Unless you were raised by wolves, you probably heard at least a few of the following as you were growing up: “Don’t do that…. Why don’t you ever listen?… Wipe that look off your face…. You shouldn’t feel that way…. You should have known better…. You should be ashamed of yourself…. I can’t believe you did that…. It serves you right…. What were you thinking of?… The nurses must have dropped you on your head…. I had great hopes for you…. Don’t talk back to me…. Do as you are told…. Don’t you ever think about anyone else?” Somewhere along the line we conclude there is something wrong with us. What else could we conclude? If there were nothing wrong with us, people would not say those things, would they?

Being intelligent creatures, we soon take over the job of punishing ourselves, punishment being the way to improve so that we can be who and how we should be. We learn the self-improvement process as quickly as possible so we can fix ourselves before anyone else notices we need fixing.

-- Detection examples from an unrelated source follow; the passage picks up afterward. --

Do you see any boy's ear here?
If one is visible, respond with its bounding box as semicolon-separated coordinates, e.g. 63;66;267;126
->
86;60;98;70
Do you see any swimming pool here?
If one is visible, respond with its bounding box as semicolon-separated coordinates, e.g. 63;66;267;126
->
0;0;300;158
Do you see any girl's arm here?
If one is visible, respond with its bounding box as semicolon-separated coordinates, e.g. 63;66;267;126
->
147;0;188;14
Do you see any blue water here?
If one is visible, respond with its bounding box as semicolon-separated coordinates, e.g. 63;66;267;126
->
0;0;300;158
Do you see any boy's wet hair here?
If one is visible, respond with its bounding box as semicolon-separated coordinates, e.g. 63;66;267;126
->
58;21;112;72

As a result, most people grow up with an unshakable belief that the primary reason they are “good” is that they punish themselves when they are “bad.” The very thought of not punishing ourselves when we make mistakes, say and do stupid things, feel inappropriate feelings, or act “bad,” makes us nervous: If I don’t punish myself when I do something wrong, what will keep me from doing it again? I might do even worse things! To this I would say that one process does not lead to another. Punishment does not make us good, punishment makes us punishing

Cheri Huber, There is nothing wrong with us

4 thoughts on “Fixing and punishing ourselves

  1. I totally agree that ”Punishment does not make us good, punishment makes us punishing”. Thank you for reminding me that I am OK as I am!